Tarantool discussions archive
 help / color / mirror / Atom feed
* [Tarantool-discussions] Implicit cast in SQL
@ 2020-01-11 13:33 Mergen Imeev
  2020-01-11 21:49 ` Peter Gulutzan
  0 siblings, 1 reply; 3+ messages in thread
From: Mergen Imeev @ 2020-01-11 13:33 UTC (permalink / raw)
  To: tarantool-discussions

Hi all,
I have a question to discuss. I know that we have discussed this
issue quite a few times. But, since we have a few open issues on
github, I think the final answer has not yet been found. I want to
completely close the issue this time.

I would like to start with an implicit cast. Implicit cast
consists of implicit type conversion for COMPARISON and implicit
type conversion for ASSIGNMENT.


Currently, all types can be divided into four categories:
numeric (UNSIGNED, INTEGER, NUMBER, DOUBLE), string (STRING),
binary (VARBINARY) and boolean (BOOLEAN). We also have a scalar
type, but any value of a scalar type has some subtype that can be
placed in one of these four categories.

So, I suggest this:
Implicit type conversion for COMPARISON:
1) types of the same category can be implicitly cast to each
other;
2) types of different categories cannot be implicitly cast to
each other.

Implicit type conversion for ASSIGNMENT:
1) If a user-defined cast function (UDCF) is defined, then this
function is used;
2) If UDCF is not defined, then types of the same category can be
implicitly cast to each other, and types of different categories
cannot be implicitly cast to each other.

I think this is what ANSI says.

We currently do not have such a thing as UDCF. I suggest to fill
an issue and use the same rules for ASSIGNMENT as for COMPARISON.
In fact, I think we can create a special option for assigning
UCDF during the rework of implicit type conversion for ASSIGNMENT.
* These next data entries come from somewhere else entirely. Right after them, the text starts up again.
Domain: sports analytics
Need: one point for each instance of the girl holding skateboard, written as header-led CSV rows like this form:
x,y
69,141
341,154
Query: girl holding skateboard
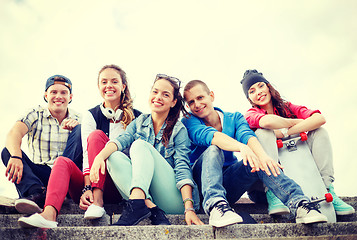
x,y
157,176
99,124
272,118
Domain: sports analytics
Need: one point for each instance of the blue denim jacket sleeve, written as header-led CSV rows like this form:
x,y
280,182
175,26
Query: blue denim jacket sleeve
x,y
126,138
243,131
182,168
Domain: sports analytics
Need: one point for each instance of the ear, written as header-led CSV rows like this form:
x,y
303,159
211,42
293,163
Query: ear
x,y
211,94
173,103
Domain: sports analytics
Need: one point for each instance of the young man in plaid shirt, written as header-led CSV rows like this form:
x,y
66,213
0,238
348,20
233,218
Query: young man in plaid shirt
x,y
51,132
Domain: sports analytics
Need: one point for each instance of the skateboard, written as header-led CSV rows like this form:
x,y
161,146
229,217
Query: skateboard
x,y
295,156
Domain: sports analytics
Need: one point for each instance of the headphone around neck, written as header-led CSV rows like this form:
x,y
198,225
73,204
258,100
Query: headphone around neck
x,y
110,114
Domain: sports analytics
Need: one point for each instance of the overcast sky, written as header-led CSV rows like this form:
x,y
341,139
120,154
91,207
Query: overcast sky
x,y
307,49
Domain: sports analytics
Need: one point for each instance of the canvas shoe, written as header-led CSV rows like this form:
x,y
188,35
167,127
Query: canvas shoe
x,y
134,211
158,217
36,220
31,204
223,215
275,206
94,212
308,213
340,206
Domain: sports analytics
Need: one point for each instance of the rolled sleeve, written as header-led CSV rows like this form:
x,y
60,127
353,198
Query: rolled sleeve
x,y
253,117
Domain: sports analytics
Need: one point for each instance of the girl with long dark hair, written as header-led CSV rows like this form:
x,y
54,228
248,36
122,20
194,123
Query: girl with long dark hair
x,y
273,117
157,176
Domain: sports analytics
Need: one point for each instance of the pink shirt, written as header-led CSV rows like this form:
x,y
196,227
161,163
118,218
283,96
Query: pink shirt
x,y
254,114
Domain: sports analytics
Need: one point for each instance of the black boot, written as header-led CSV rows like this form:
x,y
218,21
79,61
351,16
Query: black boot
x,y
32,203
158,217
134,211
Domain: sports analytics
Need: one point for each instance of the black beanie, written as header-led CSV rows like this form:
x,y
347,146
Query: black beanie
x,y
250,78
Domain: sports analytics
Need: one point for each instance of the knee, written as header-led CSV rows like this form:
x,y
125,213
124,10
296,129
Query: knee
x,y
138,145
5,155
95,136
62,161
265,135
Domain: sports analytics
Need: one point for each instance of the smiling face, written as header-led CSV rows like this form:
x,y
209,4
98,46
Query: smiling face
x,y
259,94
161,98
110,87
58,97
200,101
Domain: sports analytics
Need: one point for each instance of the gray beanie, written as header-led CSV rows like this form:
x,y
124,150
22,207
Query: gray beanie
x,y
250,78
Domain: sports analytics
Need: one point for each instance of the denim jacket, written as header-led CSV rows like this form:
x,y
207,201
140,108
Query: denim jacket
x,y
176,153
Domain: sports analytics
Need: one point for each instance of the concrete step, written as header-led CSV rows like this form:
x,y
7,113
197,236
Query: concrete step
x,y
72,225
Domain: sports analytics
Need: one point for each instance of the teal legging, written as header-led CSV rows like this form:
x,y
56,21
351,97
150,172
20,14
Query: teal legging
x,y
149,171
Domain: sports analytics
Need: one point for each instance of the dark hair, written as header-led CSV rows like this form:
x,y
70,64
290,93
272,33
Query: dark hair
x,y
279,103
174,112
126,102
194,83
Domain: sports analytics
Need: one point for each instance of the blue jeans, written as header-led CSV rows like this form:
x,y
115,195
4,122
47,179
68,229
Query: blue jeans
x,y
230,183
35,176
149,171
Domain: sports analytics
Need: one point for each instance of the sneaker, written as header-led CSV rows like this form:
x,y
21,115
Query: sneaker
x,y
340,206
31,204
36,220
134,211
158,217
94,212
275,206
223,215
308,213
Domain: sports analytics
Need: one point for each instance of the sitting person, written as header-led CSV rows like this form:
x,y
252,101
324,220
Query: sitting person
x,y
51,131
272,118
99,125
222,179
156,178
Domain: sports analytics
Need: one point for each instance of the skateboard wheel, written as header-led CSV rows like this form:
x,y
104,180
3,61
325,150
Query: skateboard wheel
x,y
328,197
279,143
303,136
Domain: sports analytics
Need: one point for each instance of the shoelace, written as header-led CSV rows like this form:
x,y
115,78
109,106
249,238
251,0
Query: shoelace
x,y
223,208
311,206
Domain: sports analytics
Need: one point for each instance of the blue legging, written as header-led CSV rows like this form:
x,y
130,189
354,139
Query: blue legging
x,y
149,171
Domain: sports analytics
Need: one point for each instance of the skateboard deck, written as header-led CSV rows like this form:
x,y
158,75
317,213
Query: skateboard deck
x,y
295,156
7,202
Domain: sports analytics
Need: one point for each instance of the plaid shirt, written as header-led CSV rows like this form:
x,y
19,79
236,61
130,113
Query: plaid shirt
x,y
46,138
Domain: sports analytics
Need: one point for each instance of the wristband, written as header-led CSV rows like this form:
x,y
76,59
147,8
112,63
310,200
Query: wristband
x,y
188,199
86,188
284,131
189,209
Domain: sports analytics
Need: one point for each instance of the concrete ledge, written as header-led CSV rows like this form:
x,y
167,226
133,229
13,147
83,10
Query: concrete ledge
x,y
135,232
285,230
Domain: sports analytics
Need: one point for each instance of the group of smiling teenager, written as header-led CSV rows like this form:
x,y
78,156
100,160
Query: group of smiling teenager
x,y
161,162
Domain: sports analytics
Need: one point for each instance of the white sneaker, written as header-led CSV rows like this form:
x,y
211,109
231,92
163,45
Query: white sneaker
x,y
223,215
36,220
309,213
94,212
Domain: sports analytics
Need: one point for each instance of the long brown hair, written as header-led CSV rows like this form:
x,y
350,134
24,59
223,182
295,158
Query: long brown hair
x,y
281,105
175,111
126,102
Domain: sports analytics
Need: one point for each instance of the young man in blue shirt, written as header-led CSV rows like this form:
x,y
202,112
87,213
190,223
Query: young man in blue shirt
x,y
222,179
What do you think about this?

^ permalink raw reply	[flat|nested] 3+ messages in thread

* Re: [Tarantool-discussions] Implicit cast in SQL
  2020-01-11 13:33 [Tarantool-discussions] Implicit cast in SQL Mergen Imeev
@ 2020-01-11 21:49 ` Peter Gulutzan
  2020-01-12 12:40   ` Mergen Imeev
  0 siblings, 1 reply; 3+ messages in thread
From: Peter Gulutzan @ 2020-01-11 21:49 UTC (permalink / raw)
  To: Mergen Imeev, tarantool-discussions

Hi,

On 2020-01-11 6:33 a.m., Mergen Imeev wrote:
 > Hi all,
 > I have a question to discuss. I know that we have discussed this
 > issue quite a few times.

Very true! I thought that most of these matters were settled.
Some of the discussions were with K. Osipov or CCed to dev,
for example the long Re: [dev] cast thread.
Should they be on the email "To:" list?

 > But, since we have a few open issues on
 > github, I think the final answer has not yet been found.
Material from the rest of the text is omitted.